Surprisingly, high consumption of sugar sweetened beverages, processed meat, and trans fat, were much lower down the list in terms of overall global health risks. To be very clear, these foods still pose a significant risk to health, but according to the study, what made the biggest difference were the foods that were not included in a regular diet.

THE BIG RISKS

For example, the researchers found that having a low intake of whole grains was the leading dietary risk factor for mortality for women worldwide. Couple this with the fact that women who eat less than 10 grams of fibre per day are more likely to gain weight during the menopausal and post-menopausal transition, I would suggest that increasing your daily whole grain intake is a simple healthy living hack for women over 50.

An interesting takeaway from the research was beyond the idea of suggesting that we focus more on including certain foods. Asking people to add in something healthy is an easier win from a public health perspective; we know from other studies of human behaviour, people are much more successful at adding in a healthy habit than trying to eliminate an unhealthy one.

THE HEALTH HACK

I’ve written a lot about not making food the enemy. I also think it’s almost impossible to keep up with the latest diet trends and the focus on individual “superfoods”. After decades of watching dietary recommendations change, and after reading volumes of dietary research, I focus on these four things in my own diet:

1. Is there a fruit or vegetable in every meal?

2. Am I taking in enough fibre?

3. Do I love what I’m eating?

4. Am I eating mindfully (e.g., not in a car, not while staring at a screen)?

Number one and two on this list help me to make sure that I am always getting enough fruits and vegetables and whole grains. No points, no calorie counting, no macros – just pure love of food. It’s doesn’t need to be more complicated than that. This approach fueled a body that put in over 1700kms on running adventures alone last year.

One of my favourite ways to cover my four-part list is during breakfast (mmm, I love breakfast).
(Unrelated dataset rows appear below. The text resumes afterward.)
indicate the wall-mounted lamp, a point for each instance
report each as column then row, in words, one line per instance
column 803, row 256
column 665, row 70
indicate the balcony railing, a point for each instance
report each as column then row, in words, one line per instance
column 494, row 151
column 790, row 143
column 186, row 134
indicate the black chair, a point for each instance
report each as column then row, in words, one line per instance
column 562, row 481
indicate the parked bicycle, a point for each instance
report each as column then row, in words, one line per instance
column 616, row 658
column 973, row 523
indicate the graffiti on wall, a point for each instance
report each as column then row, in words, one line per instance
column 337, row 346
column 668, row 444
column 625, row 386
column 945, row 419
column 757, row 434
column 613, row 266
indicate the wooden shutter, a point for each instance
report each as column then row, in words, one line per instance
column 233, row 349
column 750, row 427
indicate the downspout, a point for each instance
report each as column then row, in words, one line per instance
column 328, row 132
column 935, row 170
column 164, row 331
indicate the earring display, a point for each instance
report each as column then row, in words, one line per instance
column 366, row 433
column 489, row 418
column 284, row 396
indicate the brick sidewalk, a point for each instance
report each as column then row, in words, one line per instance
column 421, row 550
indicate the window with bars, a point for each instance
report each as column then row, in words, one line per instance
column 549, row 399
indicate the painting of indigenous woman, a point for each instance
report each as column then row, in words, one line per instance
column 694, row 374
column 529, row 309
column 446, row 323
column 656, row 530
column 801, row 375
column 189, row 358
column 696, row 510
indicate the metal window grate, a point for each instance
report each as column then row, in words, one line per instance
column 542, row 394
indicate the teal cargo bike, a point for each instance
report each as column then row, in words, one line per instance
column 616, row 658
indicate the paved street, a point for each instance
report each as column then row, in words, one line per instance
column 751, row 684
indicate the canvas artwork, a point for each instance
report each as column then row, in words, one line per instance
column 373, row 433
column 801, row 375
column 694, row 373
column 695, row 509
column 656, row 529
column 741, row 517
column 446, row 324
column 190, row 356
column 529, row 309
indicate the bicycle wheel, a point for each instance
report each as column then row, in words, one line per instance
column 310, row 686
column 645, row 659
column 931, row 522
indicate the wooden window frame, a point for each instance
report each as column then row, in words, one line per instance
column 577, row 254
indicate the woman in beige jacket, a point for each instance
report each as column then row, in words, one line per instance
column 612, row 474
Here is one of my most-used morning recipes:

THE RECIPE

Affectionately known by my family and friends as “Kate’s Gruel” (don’t be put off by the name – it’s truly delicious):

Ingredients:

1 cup of steel-cut oats

I mashed banana

I tbsp of oil (I like a mild olive oil)

1 tsp cinnamon

1 tsp vanilla extract

½ tsp salt

1 ½ cups milk, soymilk (this is my favourite), or almond milk

Directions:

1. Put the oats in a cereal bowl and cover with 2 cups of water. Leave for 30 minutes.

2. When the oats have finished soaking, put the oil in saucepan and warm on medium heat

3. Drain the oats and add to the pan

4. Add the banana, milk or milk alternative, cinnamon, salt, and vanilla

5. Cook on medium heat until porridge consistency (I like it a little thinner but go ahead and freestyle here)

6. Serve with berries or other fruit, and seeds or nuts (pumpkin seeds or pistachio nuts are especially yummy)

7. Enjoy, and feel virtuous. Announce loudly to your family that you are following the latest healthy living research by adding in more whole grains, nuts and seeds, and fruits. Start your busy day feeling fully nourished.

It’s a simple and delicious way to add in the good stuff. I refrigerate the leftovers and the recipe feeds me for several days.